Robbie didn't know this, nor did Chris. I'd been trying so hard to finish the book before Chris died. I did, then I got sick and was afraid to visit him out of fear for his weakened immune system. I also had some concerns about content in the book being hard for him, as it discusses the spouse left behind and how they are affected by their loved ones death. The day he died, we were going to see him were I was giving him a framed copy of the dedication along with a picture of Chris, his wife Kelly, my wife Darla and me.
We didn't make it before we got a call saying he'd passed in the night. I'll give this to Kelly at a later date.
Since Chris passed, I'd been watching and listening to people tell me about their message from Chris.
One had just happened on the day before his service. One of Chris' friends sat beside me in church and told me that the scripture we read that day, Pentecost Sunday, was significant to him and Chris. He relayed a hilarious story that had to do the scripture itself and a favorite memory. The scripture was the one about the apostles being given the Holy Spirit and being able to speak in all the different languages. The scripture says…"These people are not drunk, as you suppose. It's only nine in the morning!"
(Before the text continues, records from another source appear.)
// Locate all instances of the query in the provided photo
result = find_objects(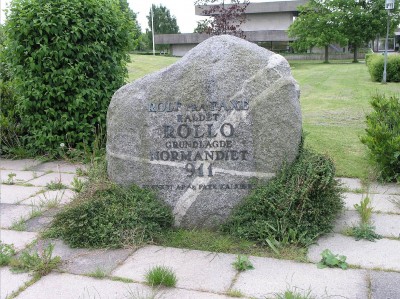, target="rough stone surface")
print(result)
[308,234,400,271]
[370,271,400,299]
[0,185,43,204]
[61,249,133,275]
[25,216,53,232]
[18,273,154,299]
[31,161,86,173]
[0,229,37,251]
[344,193,400,214]
[112,246,236,293]
[334,211,400,238]
[1,170,45,183]
[233,257,368,299]
[0,267,31,299]
[0,159,41,170]
[369,183,400,195]
[29,172,79,187]
[107,36,301,227]
[21,189,76,206]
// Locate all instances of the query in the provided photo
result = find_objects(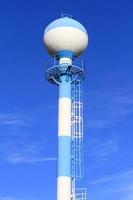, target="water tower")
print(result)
[44,15,88,200]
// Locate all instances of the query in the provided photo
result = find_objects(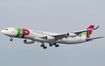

The ironic part was that he and Chris were sitting in church at nine in the morning and yes…you guessed it, they were still drunk from the night before. It was his message from Chris and it made me smile and laugh so hard, just the way Chris always did. Another friend told me of the cardinal that visited her just after she got the news.
There were others, so many it would seem unbelievable if I relayed them all to you. If I'd have known then what I know now, I'd have committed to memory down to the smallest detail of every minute with Chris and there were a lot.
For that, I'm glad my vision was 20/20 on what good friends Chris and Kelly were to become to my wife and me all those years ago.
My positive thoughts for you all are this. You can do nothing about what happened five seconds ago, but you can do something about what will happen five seconds from now. Live THANKS'LIVING', without regrets about what you didn't do.
Live each day with joy and promise. Make and be the change you want to see. Right now, you have the benefit of many years of "What I know now." USE IT WISELY! Our time on this earth if finite. Going back to the poem "The Dash Between", by Ellis…"What matters is how we live and love and how we lived….our dash." Be kind to yourself.